While many localities are processing tower modification requests in a timely manner as companies make upgrades, others are not. They say any structural changes mean a request is ineligible for streamlined processing. That’s why the Wireless Infrastructure Association asked the FCC in 2019, to clarify some elements of its section 6409 rule for streamlined modification application processing.
During a webinar Friday titled: “The FCC’s 5G Upgrade Order: What Does It Mean For You?” WIA Government Affairs Counsel John Howes said it was unclear when the 60-day shot clock began, if it starts when blueprints or plans are submitted, or after a health and safety review, for example.
Crown Castle Senior Attorney Tom Anderson said: “We needed clarity on what we have to do to get the 60-day shot clock started. Does it start after the first meeting, or when I turn in the form?” Having that spelled out in the FCC’s declaratory ruling is important, he explained. The ruling specifies the clock starts after taking the first procedural step required by the locality and submitting written documentation that a proposed modification is an Eligible Facilities Request (EFR).
The documentation required by jurisdictions is, or should be, “different from what they’d need for approval of a new tower. The tower is there,” said Anderson. The documentation is really to satisfy jurisdictions that this is an EFR, he added.
Concerning separation distance, the FCC clarified the 20 feet it references in section 6409 applies to separation between antenna arrays. It’s now 20 feet from the top of an existing antenna to the bottom of a proposed new antenna. Anderson pointed out the specificity is important because customers have different size antennas. “Height and signal propagation is a critical point of what is needed,” he said.

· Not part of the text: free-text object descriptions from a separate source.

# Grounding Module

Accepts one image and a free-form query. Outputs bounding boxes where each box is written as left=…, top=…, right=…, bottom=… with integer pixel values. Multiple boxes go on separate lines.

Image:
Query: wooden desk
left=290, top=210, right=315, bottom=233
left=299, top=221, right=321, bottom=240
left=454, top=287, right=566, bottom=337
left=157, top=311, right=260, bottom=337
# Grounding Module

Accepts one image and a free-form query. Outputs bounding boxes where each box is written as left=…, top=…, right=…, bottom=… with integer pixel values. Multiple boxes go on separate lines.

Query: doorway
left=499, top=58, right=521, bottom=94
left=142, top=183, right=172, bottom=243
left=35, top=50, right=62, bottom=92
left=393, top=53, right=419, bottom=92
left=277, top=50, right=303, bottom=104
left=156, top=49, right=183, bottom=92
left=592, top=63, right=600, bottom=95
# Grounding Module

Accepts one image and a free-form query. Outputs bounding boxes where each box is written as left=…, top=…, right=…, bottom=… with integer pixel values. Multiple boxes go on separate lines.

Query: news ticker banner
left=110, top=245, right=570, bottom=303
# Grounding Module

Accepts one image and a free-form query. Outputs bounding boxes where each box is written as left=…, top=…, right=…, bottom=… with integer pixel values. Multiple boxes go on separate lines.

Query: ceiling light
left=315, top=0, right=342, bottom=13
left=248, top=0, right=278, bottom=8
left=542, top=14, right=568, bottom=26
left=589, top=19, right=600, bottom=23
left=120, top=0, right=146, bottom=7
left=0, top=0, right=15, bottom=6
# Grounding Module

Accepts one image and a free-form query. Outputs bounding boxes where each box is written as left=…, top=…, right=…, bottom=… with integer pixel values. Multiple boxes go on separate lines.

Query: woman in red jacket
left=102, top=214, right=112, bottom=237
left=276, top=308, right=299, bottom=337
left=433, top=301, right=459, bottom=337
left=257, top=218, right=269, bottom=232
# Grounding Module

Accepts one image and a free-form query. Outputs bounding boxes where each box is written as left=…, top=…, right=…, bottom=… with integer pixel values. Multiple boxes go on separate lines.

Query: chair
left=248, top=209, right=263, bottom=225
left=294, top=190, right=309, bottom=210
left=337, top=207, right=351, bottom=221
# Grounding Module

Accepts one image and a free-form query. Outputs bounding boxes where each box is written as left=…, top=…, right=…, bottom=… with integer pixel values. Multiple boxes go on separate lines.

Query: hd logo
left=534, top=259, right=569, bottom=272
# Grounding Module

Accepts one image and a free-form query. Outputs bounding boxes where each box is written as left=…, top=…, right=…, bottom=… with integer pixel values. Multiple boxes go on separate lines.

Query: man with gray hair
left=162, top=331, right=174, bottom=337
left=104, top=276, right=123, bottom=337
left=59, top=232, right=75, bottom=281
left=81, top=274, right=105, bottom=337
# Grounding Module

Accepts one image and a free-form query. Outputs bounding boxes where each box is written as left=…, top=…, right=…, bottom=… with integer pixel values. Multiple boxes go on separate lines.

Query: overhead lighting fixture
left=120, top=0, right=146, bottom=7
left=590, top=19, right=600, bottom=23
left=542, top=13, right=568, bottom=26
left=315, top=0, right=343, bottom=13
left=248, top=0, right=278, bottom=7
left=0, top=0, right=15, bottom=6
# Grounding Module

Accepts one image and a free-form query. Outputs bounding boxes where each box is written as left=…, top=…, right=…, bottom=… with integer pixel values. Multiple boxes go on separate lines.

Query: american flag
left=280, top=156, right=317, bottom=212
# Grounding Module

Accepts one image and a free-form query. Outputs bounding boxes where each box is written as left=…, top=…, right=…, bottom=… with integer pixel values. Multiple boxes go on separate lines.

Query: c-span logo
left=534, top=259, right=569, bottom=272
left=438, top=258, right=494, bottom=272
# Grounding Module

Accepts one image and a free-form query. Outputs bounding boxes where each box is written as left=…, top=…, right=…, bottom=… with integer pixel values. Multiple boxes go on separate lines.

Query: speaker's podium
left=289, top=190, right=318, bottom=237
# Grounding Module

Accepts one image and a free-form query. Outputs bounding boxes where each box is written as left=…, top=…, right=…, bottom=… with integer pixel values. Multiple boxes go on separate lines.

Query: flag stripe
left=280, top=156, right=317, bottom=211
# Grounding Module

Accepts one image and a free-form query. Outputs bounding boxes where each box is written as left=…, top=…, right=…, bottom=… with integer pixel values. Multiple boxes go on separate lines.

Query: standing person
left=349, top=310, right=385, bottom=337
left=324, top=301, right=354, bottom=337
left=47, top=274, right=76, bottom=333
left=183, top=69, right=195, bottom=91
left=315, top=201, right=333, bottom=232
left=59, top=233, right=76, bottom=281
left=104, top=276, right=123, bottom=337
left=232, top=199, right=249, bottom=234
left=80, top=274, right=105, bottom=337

The agency clarified a “substantial” modification is a tower height increase of more than 10 percent or if the modification would defeat existing concealment elements. The ruling spells out that to defeat concealment, the “modification must cause a reasonable person to view the structure’s intended stealth design as no longer effective after the modification.”
“It’s helpful for us to know. What does it mean to defeat concealment?” Anderson asked rhetorically. By adding more antennas, a tower can still look like a monopine or a monopalm, for example.

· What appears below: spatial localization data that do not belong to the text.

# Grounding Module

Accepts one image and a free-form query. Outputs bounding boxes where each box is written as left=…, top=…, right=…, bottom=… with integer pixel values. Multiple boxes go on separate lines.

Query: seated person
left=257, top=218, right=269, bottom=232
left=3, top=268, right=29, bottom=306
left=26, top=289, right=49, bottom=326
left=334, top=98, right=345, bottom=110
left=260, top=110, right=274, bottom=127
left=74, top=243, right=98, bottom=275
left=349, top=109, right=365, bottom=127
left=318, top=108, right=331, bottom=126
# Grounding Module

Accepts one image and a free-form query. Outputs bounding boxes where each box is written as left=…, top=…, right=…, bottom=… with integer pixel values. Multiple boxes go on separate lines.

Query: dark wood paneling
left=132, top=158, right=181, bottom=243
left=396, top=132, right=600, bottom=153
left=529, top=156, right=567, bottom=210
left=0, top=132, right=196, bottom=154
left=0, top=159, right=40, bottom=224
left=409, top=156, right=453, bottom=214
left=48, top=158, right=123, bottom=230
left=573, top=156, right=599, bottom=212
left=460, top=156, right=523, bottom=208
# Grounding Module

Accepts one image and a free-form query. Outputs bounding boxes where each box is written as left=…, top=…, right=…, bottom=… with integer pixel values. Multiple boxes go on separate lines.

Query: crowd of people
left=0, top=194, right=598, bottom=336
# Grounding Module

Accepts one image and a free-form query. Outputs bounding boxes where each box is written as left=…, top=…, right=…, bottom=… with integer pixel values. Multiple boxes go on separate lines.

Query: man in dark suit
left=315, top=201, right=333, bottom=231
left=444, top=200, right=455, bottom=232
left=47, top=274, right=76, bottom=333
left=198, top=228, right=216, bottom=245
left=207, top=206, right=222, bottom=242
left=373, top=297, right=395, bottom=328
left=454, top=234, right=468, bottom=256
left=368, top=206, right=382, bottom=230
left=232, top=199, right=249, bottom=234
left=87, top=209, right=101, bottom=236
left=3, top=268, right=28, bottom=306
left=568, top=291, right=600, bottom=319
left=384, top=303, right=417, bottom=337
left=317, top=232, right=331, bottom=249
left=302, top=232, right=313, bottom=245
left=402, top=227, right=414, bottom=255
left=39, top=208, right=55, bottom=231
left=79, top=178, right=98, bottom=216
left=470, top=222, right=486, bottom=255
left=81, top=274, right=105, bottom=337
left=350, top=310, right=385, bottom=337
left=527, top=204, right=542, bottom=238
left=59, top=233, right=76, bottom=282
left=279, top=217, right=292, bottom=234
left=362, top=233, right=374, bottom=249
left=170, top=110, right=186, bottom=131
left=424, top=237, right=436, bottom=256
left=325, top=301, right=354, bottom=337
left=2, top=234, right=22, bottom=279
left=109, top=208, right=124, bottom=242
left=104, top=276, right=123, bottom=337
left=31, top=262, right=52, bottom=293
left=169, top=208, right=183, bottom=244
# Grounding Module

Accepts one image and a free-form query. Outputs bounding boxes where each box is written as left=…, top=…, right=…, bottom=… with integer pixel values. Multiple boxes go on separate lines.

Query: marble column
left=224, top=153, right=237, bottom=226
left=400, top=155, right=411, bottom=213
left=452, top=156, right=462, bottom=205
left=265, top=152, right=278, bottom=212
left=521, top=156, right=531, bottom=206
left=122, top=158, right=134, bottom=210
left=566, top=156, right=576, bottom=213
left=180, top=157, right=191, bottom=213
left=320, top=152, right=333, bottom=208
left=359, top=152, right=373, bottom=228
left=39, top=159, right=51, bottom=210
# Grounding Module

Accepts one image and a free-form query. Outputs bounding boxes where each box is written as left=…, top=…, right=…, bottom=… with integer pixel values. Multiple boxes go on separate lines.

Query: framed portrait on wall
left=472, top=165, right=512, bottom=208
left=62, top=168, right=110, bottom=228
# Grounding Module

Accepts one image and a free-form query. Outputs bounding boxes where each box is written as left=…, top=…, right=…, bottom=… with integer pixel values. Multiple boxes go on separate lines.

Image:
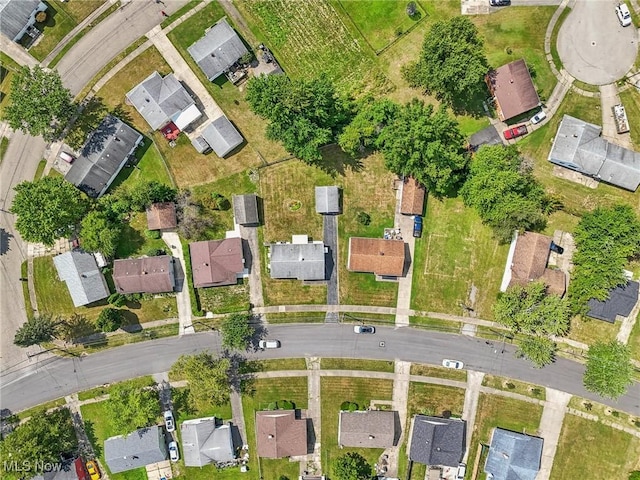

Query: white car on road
left=442, top=359, right=464, bottom=369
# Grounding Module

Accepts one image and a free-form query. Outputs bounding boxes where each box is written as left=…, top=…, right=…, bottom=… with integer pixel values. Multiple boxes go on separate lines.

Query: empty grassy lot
left=567, top=316, right=619, bottom=347
left=321, top=377, right=393, bottom=475
left=407, top=383, right=465, bottom=418
left=411, top=197, right=509, bottom=319
left=198, top=281, right=250, bottom=314
left=409, top=364, right=467, bottom=382
left=550, top=414, right=640, bottom=479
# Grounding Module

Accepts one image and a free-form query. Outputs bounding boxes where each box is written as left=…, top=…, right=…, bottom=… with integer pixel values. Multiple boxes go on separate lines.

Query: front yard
left=406, top=383, right=465, bottom=419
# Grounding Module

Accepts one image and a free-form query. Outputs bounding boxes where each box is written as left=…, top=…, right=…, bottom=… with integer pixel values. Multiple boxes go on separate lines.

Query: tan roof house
left=486, top=59, right=540, bottom=121
left=189, top=238, right=244, bottom=288
left=400, top=177, right=426, bottom=215
left=146, top=202, right=177, bottom=230
left=113, top=256, right=175, bottom=294
left=338, top=410, right=396, bottom=448
left=256, top=410, right=307, bottom=458
left=348, top=238, right=405, bottom=277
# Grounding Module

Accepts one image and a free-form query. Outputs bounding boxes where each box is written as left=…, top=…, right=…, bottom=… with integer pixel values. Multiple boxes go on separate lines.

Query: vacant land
left=321, top=377, right=393, bottom=474
left=567, top=316, right=619, bottom=346
left=77, top=376, right=155, bottom=401
left=198, top=282, right=250, bottom=314
left=550, top=414, right=640, bottom=479
left=411, top=197, right=508, bottom=318
left=407, top=383, right=465, bottom=418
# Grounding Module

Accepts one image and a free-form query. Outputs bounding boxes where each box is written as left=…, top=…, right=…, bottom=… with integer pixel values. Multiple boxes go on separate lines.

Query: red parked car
left=503, top=125, right=528, bottom=140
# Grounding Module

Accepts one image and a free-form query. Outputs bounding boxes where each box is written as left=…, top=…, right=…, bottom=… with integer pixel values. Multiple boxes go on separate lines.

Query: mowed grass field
left=406, top=382, right=465, bottom=418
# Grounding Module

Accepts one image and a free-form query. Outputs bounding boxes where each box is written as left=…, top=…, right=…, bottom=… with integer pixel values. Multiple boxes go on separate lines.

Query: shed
left=338, top=410, right=396, bottom=448
left=189, top=237, right=244, bottom=288
left=181, top=417, right=235, bottom=467
left=486, top=59, right=540, bottom=121
left=146, top=202, right=177, bottom=230
left=53, top=251, right=109, bottom=307
left=232, top=194, right=259, bottom=225
left=347, top=238, right=405, bottom=277
left=199, top=116, right=243, bottom=158
left=587, top=280, right=639, bottom=323
left=400, top=177, right=425, bottom=216
left=315, top=186, right=340, bottom=214
left=256, top=410, right=308, bottom=458
left=484, top=428, right=543, bottom=480
left=104, top=426, right=168, bottom=473
left=113, top=256, right=175, bottom=294
left=409, top=415, right=466, bottom=468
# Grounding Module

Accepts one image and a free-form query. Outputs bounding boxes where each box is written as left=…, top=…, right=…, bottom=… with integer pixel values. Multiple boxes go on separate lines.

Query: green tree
left=79, top=209, right=122, bottom=258
left=402, top=16, right=489, bottom=111
left=338, top=97, right=399, bottom=156
left=96, top=308, right=124, bottom=332
left=57, top=313, right=96, bottom=343
left=246, top=74, right=351, bottom=164
left=13, top=314, right=58, bottom=347
left=461, top=145, right=549, bottom=243
left=108, top=292, right=126, bottom=307
left=221, top=313, right=255, bottom=351
left=629, top=471, right=640, bottom=480
left=376, top=99, right=468, bottom=197
left=107, top=383, right=160, bottom=435
left=170, top=353, right=231, bottom=411
left=584, top=341, right=633, bottom=399
left=0, top=409, right=77, bottom=479
left=333, top=452, right=372, bottom=480
left=517, top=336, right=555, bottom=368
left=4, top=66, right=74, bottom=140
left=10, top=176, right=90, bottom=245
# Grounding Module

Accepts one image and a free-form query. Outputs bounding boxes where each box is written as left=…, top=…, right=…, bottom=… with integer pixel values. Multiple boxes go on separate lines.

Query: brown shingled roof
left=400, top=177, right=426, bottom=215
left=487, top=59, right=540, bottom=121
left=509, top=232, right=566, bottom=296
left=189, top=238, right=244, bottom=288
left=339, top=410, right=396, bottom=448
left=540, top=268, right=566, bottom=297
left=113, top=255, right=175, bottom=294
left=256, top=410, right=307, bottom=458
left=146, top=202, right=177, bottom=230
left=348, top=238, right=405, bottom=277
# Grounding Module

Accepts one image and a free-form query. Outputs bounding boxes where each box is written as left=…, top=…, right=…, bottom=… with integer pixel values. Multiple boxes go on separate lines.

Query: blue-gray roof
left=187, top=18, right=249, bottom=81
left=181, top=417, right=235, bottom=467
left=53, top=251, right=109, bottom=307
left=409, top=415, right=466, bottom=467
left=587, top=280, right=639, bottom=323
left=484, top=428, right=543, bottom=480
left=65, top=116, right=143, bottom=198
left=200, top=116, right=243, bottom=158
left=0, top=0, right=43, bottom=41
left=315, top=186, right=340, bottom=214
left=270, top=243, right=326, bottom=281
left=104, top=426, right=167, bottom=473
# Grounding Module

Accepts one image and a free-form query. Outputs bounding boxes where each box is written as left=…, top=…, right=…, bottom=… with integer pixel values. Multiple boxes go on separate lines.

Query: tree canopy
left=402, top=16, right=489, bottom=111
left=246, top=74, right=351, bottom=164
left=338, top=97, right=399, bottom=156
left=584, top=340, right=634, bottom=399
left=79, top=209, right=122, bottom=258
left=13, top=314, right=58, bottom=347
left=170, top=353, right=231, bottom=411
left=568, top=205, right=640, bottom=313
left=96, top=308, right=124, bottom=332
left=4, top=66, right=74, bottom=140
left=333, top=452, right=372, bottom=480
left=376, top=99, right=468, bottom=197
left=107, top=383, right=160, bottom=435
left=220, top=313, right=255, bottom=351
left=460, top=145, right=549, bottom=243
left=11, top=176, right=90, bottom=245
left=516, top=335, right=556, bottom=368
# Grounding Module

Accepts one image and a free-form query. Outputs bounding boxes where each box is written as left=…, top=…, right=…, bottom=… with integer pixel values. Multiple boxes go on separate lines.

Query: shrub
left=505, top=382, right=516, bottom=390
left=348, top=402, right=359, bottom=412
left=280, top=400, right=294, bottom=410
left=611, top=410, right=620, bottom=418
left=107, top=293, right=126, bottom=307
left=356, top=211, right=371, bottom=226
left=406, top=1, right=417, bottom=16
left=35, top=11, right=47, bottom=23
left=531, top=388, right=542, bottom=397
left=584, top=402, right=592, bottom=411
left=267, top=402, right=278, bottom=410
left=145, top=229, right=161, bottom=239
left=96, top=308, right=124, bottom=332
left=340, top=401, right=351, bottom=410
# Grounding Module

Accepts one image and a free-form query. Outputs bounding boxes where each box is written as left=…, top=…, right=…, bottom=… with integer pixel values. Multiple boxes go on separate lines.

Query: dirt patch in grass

Howes asked whether “shrubbery,” like the Monty Python reference in “Spamalot,” could be considered a concealment element. Anderson replied, “not all conditions on a site are concealment elements.” It’s generally included in site approvals that keeping up the landscaping is expected, he noted. “This clarification says that landscaping is not a concealment element,” Anderson explained.
Howes and WIA President/CEO Jonathan Adelstein asked members to file comments with the FCC on the agency’s Notice of Proposed Rulemaking on compound expansions. It would say that a modification of an existing facility that entails ground excavation or deployment of up to 30 feet “in any direction outside the facility’s site will be eligible for streamlined processing under section 6409[a].” This would allow for the placement of backup generators, which are critical for public safety. It also promotes 5G with the installation of new data centers and small cell hubs at the edge of a network, according to the WIA experts.